29818 – [xslt30] Visibility and Applicability of Accumulators

This is an archived snapshot of W3C's public bugzilla bug tracker, decommissioned in April 2019. Please see the home page for more details.

Bug 29818 - [xslt30] Visibility and Applicability of Accumulators

Summary: [xslt30] Visibility and Applicability of Accumulators

Status:	RESOLVED WORKSFORME

Alias:	None

Product:	XPath / XQuery / XSLT
Classification:	Unclassified
Component:	XSLT 3.0 (show other bugs)
Version:	Candidate Recommendation
Hardware:	PC All

Importance:	P2 normal
Target Milestone:	---
Assignee:	Michael Kay
QA Contact:	Mailing list for public feedback on specs from XSL and XML Query WGs

URL:
Whiteboard:
Keywords:

Depends on:
Blocks:

Reported:	2016-09-13 08:26 UTC by Michael Kay
Modified:	2016-10-20 20:57 UTC (History)
CC List:	1 user (show)

See Also:

Attachments

Description Michael Kay 2016-09-13 08:26:37 UTC

This arises from the decision that use-accumulators on xsl:source-document, xsl:merge-source, and xsl:mode should apply to unstreamed documents as well as to streamed documents.

For these cases, there is a package that we can call the "originating package of the document" - for xsl:source-document, xsl:merge-source it's the package containing the instruction, for xsl:mode (which controls accumulators for documents in the initial match selection) it's effectively the top-level package. When use-accumulators="#all" is specified, it means all accumulators declared in the originating package. Note that these accumulators necessarily have distinct names.

(The term "originating package" is new, but the concept already exists in effect for whitespace stripping rules. For most kinds of source document, the whitespace stripping rules of some package apply, and we can refer to that package as the "originating package" of the document).
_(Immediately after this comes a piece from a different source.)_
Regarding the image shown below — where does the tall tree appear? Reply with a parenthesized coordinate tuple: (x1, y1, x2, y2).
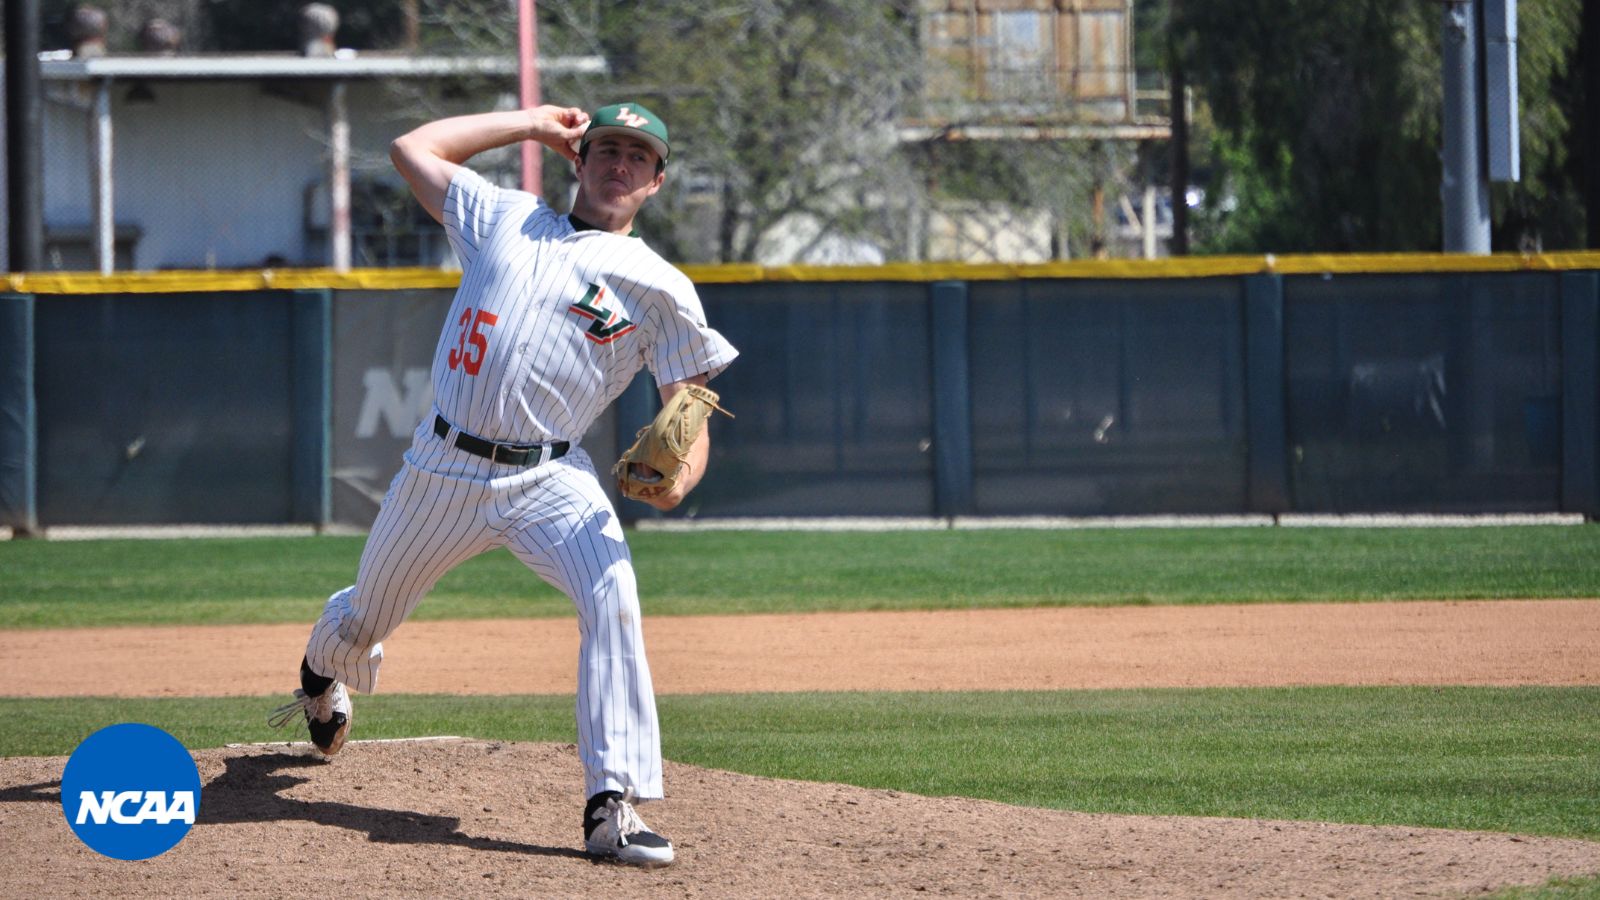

Now, accumulator-before() and accumulator-after() require that the accumulator name supplied is both visible in the package containing the function call, and applicable to the tree containing the context item. I wonder why the first condition is necessary. Now that the only accumulators available are those declared in the originating package, the requirement that the accumulator is visible in the invoking package seems to have no useful purpose. And it leads to potential confusion: what if the originating package declares an accumulator A and the invoking package declares a different accumulator also called A? So I would like to suggest dropping the requirement that the accumulator named in accumulator-before/after be visible in the package containing the function call.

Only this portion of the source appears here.